A generic, thread-safe dataset container with lazy loading and caching.

dataset-core provides Dataset<T>, a lightweight wrapper that pairs a storage directory with a lazily-initialized value of any type T. The actual downloading and parsing logic is supplied by the caller through a loader closure, making Dataset<T> suitable for any data source — local files, remote URLs, databases, or in-memory generation.

On top of this core type, the crate offers optional feature-gated modules:

  • utils — helper functions for downloading files, extracting archives, verifying SHA-256 hashes, and managing temporary directories.
  • datasets — ready-to-use loaders for classic ML datasets (Iris, Boston Housing, Diabetes, Titanic, Wine Quality). These also serve as reference implementations showing how to wrap Dataset<T> for a concrete use case.

§Feature Flags

FeatureWhat it enables
utilsdownload_to, unzip, create_temp_dir, file_sha256_matches, acquire_dataset, and the error module
datasetsAll built-in dataset loaders (implies utils)

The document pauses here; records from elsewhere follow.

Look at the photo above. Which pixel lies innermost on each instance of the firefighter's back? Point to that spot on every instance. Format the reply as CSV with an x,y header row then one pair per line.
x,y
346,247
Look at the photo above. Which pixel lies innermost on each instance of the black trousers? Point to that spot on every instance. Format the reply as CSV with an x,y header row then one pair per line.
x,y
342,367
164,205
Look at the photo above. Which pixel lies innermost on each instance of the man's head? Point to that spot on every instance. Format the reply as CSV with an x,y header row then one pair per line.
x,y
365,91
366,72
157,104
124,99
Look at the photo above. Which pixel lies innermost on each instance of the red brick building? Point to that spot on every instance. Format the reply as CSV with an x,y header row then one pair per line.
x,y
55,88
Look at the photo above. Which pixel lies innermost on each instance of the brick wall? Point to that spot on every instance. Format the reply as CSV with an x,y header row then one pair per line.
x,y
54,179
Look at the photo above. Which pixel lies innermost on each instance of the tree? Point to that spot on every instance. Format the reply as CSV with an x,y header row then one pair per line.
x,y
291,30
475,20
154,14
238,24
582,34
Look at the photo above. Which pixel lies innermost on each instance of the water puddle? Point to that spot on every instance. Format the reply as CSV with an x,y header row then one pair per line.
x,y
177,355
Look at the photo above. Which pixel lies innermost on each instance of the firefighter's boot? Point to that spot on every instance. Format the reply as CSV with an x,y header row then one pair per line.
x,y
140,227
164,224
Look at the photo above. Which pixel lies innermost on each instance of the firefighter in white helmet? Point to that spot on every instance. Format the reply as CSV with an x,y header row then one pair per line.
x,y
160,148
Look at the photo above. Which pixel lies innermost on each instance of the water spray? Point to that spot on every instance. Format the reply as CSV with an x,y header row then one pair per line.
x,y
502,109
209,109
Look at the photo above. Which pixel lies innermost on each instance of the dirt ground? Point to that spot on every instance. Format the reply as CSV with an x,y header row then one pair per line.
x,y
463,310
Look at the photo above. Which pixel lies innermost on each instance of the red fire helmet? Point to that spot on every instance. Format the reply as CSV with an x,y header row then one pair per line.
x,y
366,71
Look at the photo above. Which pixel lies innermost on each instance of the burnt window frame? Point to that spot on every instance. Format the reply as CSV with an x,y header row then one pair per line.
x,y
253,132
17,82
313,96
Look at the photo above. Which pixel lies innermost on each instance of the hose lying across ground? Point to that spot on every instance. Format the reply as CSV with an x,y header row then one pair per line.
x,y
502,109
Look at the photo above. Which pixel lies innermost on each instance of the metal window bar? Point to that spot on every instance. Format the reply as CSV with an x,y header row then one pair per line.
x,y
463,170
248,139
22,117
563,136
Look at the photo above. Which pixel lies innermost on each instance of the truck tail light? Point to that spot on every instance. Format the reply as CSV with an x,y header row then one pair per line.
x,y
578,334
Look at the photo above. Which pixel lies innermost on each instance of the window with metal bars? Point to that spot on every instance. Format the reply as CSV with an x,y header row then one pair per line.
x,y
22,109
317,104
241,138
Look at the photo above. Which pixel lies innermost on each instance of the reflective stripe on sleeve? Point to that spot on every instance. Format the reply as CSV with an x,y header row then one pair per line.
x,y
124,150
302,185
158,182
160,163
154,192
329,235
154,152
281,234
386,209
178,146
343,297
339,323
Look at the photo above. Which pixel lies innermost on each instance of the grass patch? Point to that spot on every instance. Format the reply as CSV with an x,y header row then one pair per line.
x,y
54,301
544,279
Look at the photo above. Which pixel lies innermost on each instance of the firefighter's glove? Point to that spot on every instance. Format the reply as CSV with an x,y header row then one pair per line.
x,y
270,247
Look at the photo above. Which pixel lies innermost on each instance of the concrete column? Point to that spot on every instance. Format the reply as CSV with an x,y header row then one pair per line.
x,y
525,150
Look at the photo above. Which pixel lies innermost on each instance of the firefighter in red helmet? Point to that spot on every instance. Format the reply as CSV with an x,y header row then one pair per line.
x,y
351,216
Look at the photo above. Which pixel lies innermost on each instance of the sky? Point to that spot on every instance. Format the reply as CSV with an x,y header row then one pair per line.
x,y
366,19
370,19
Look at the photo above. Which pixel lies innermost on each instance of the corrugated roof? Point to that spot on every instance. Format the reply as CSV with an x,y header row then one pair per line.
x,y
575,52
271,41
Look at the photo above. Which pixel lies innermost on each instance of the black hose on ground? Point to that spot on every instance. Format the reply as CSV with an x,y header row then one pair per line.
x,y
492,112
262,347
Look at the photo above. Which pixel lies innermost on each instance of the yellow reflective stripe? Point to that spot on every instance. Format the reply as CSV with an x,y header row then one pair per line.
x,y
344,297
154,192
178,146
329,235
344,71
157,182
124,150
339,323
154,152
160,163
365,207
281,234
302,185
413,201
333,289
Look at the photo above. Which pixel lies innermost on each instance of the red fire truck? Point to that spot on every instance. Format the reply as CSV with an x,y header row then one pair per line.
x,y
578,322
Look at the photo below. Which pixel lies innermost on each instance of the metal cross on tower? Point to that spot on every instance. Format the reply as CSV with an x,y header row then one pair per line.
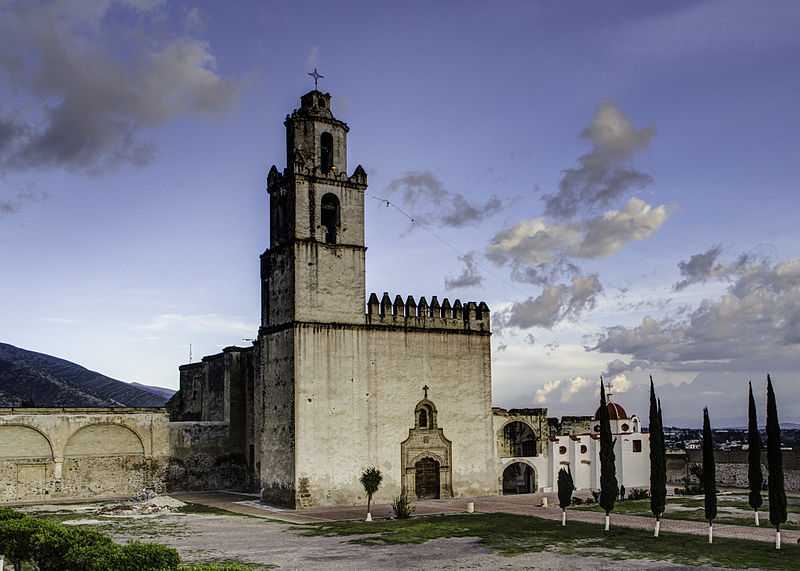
x,y
317,76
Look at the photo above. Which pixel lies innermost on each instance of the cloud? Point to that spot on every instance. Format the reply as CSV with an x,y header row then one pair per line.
x,y
580,391
14,205
754,325
538,250
90,93
470,276
602,175
430,203
200,323
554,304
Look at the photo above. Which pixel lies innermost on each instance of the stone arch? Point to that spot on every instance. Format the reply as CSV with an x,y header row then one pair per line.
x,y
425,410
106,460
30,441
330,216
519,477
104,439
325,152
517,439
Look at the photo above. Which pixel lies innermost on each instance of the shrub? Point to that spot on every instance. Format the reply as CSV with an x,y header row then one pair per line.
x,y
16,538
216,567
8,513
402,507
137,556
52,542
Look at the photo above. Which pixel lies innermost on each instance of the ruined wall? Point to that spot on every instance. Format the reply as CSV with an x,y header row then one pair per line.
x,y
357,388
276,418
212,426
81,453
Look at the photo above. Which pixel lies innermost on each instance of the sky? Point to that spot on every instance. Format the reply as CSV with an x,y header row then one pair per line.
x,y
617,180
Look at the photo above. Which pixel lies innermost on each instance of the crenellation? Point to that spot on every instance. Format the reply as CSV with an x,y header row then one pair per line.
x,y
409,314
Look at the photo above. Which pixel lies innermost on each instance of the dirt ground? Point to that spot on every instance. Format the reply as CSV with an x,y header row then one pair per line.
x,y
258,541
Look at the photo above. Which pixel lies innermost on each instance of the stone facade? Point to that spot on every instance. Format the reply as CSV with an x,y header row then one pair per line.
x,y
81,453
338,380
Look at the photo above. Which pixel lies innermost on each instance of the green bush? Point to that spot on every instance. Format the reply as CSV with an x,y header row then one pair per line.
x,y
8,513
216,567
137,556
16,538
52,543
402,507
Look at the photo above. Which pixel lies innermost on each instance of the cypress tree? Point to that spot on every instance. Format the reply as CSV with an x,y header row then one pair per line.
x,y
777,493
755,477
709,475
658,485
565,488
609,489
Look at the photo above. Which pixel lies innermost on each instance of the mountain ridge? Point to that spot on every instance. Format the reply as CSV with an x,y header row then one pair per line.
x,y
30,378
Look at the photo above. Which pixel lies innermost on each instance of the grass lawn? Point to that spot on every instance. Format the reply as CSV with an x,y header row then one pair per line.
x,y
731,509
512,534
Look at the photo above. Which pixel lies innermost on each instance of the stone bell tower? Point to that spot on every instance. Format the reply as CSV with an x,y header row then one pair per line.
x,y
314,269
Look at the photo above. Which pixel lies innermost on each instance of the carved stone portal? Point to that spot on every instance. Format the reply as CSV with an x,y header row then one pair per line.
x,y
426,457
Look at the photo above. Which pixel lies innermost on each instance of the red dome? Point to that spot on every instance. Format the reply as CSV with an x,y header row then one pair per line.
x,y
615,412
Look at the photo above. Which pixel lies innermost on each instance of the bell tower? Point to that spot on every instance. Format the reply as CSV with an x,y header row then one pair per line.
x,y
314,268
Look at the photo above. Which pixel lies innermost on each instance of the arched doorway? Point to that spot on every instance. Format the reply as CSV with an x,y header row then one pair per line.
x,y
519,478
426,478
517,440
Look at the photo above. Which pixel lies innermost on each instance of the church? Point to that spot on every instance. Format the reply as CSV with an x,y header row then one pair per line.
x,y
336,381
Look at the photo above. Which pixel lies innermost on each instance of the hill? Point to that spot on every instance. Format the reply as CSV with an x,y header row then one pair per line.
x,y
28,378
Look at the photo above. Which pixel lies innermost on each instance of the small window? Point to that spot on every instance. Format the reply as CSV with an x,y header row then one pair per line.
x,y
330,217
326,152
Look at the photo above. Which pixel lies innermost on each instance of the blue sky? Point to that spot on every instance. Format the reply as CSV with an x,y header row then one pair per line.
x,y
135,137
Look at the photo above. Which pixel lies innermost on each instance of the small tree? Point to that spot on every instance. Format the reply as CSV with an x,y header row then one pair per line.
x,y
658,469
777,493
755,477
565,488
709,476
608,468
371,479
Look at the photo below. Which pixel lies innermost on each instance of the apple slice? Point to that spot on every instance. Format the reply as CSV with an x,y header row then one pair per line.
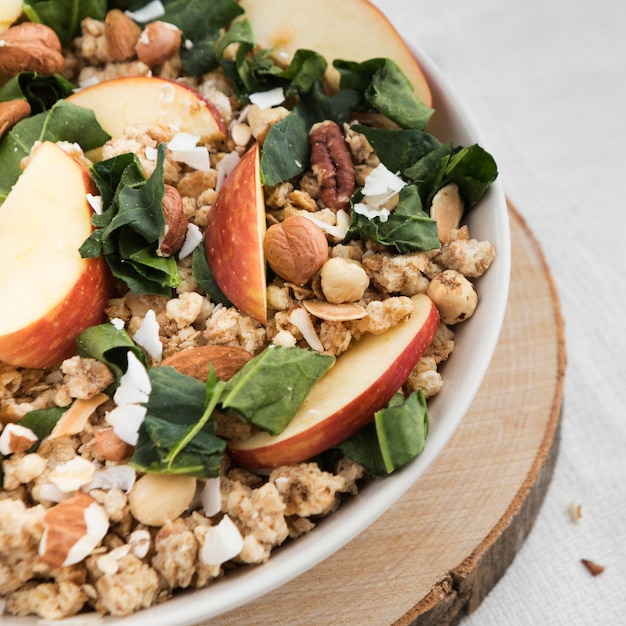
x,y
152,101
234,237
362,381
49,293
353,30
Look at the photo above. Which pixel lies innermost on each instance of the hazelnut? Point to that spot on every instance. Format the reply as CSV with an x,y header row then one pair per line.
x,y
158,42
121,34
175,222
295,249
343,280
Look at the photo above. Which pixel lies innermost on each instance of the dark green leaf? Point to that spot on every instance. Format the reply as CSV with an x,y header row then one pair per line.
x,y
177,435
63,122
396,436
41,92
270,388
401,430
64,16
386,89
408,228
42,422
398,149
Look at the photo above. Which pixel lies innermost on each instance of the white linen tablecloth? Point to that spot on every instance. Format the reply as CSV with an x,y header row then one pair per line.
x,y
545,81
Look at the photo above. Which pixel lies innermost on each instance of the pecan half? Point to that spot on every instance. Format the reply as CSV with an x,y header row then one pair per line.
x,y
11,112
30,47
332,164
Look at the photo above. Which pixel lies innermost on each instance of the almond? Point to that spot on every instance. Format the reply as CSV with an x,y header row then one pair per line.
x,y
158,42
195,362
72,529
121,34
175,222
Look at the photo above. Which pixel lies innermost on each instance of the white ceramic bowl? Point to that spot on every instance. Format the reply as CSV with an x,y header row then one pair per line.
x,y
475,343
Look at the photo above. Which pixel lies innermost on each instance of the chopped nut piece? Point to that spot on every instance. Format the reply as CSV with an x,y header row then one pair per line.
x,y
594,568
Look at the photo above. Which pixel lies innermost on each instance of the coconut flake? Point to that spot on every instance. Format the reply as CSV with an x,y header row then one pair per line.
x,y
192,240
97,523
126,420
269,98
301,319
72,475
118,323
221,543
152,11
211,497
15,434
120,477
95,202
184,149
147,336
134,387
371,212
381,181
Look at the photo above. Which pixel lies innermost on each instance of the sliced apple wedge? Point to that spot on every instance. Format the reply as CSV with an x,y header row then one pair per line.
x,y
353,30
234,237
151,101
363,380
49,293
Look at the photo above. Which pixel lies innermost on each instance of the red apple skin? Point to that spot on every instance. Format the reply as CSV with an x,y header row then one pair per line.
x,y
341,424
234,238
51,339
92,97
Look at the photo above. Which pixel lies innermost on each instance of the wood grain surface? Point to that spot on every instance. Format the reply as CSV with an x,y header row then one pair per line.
x,y
442,547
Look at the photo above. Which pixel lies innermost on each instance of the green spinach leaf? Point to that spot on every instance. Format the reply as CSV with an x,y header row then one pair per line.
x,y
395,437
63,122
128,229
386,89
41,92
64,16
110,346
407,229
270,388
42,422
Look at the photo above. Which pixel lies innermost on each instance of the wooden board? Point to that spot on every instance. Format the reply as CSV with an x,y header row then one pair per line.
x,y
442,547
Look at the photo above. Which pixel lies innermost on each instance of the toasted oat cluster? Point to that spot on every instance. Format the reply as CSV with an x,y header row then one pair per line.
x,y
76,531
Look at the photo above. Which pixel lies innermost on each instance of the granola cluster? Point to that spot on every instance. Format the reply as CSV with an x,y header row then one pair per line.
x,y
135,565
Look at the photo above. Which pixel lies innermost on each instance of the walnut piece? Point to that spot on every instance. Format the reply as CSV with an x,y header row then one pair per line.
x,y
30,47
332,164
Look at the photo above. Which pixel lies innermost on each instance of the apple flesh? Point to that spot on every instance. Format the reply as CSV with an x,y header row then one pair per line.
x,y
151,101
234,237
49,293
362,381
353,30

With no features enabled, only Dataset<T> is available — only depend on std::sync::OnceLock.

§Quick Start — Dataset<T>

use dataset_core::Dataset;

fn my_loader(dir: &str) -> Result<Vec<String>, std::io::Error> {
    // In a real use case you would read/download files from `dir`.
    Ok(vec!["hello".to_string(), "world".to_string()])
}

let ds: Dataset<Vec<String>> = Dataset::new("./my_data");

// First call runs the loader; subsequent calls return the cached reference.
let data = ds.load(my_loader).unwrap();
assert_eq!(data.len(), 2);

let data_again = ds.load(my_loader).unwrap();
assert!(std::ptr::eq(data, data_again)); // same reference, no reload

§Built-in Datasets (feature datasets)

DatasetSamplesFeaturesTask Type
Iris1504Classification
Boston Housing50613Regression
Diabetes7688Classification
Titanic89111Classification
Wine Quality (Red)1,59911Regression
Wine Quality (White)4,89811Regression
use dataset_core::datasets::iris::Iris;

let iris = Iris::new("./data");
let (features, labels) = iris.data().unwrap();
assert_eq!(features.shape(), &[150, 4]);

§Utility Functions (feature utils)

  • download_to — download a remote file into a directory
  • unzip — extract a ZIP archive
  • create_temp_dir — create a self-cleaning temporary directory
  • file_sha256_matches — verify a file’s SHA-256 hash
  • acquire_dataset — cache-aware dataset acquisition workflow (temp dir → prepare → optional hash check → move to final location)

Re-exports§

pub use error::DataFormatErrorKind;
pub use error::DatasetError;
pub use utils::acquire_dataset;
pub use utils::create_temp_dir;
pub use utils::download_to;
pub use utils::file_sha256_matches;
pub use utils::unzip;

Modules§

datasets
Built-in dataset implementations.
error
Error handling module.
utils
Utility functions for dataset authors.

Structs§

Dataset
A generic, thread-safe dataset container with lazy loading and in-memory caching.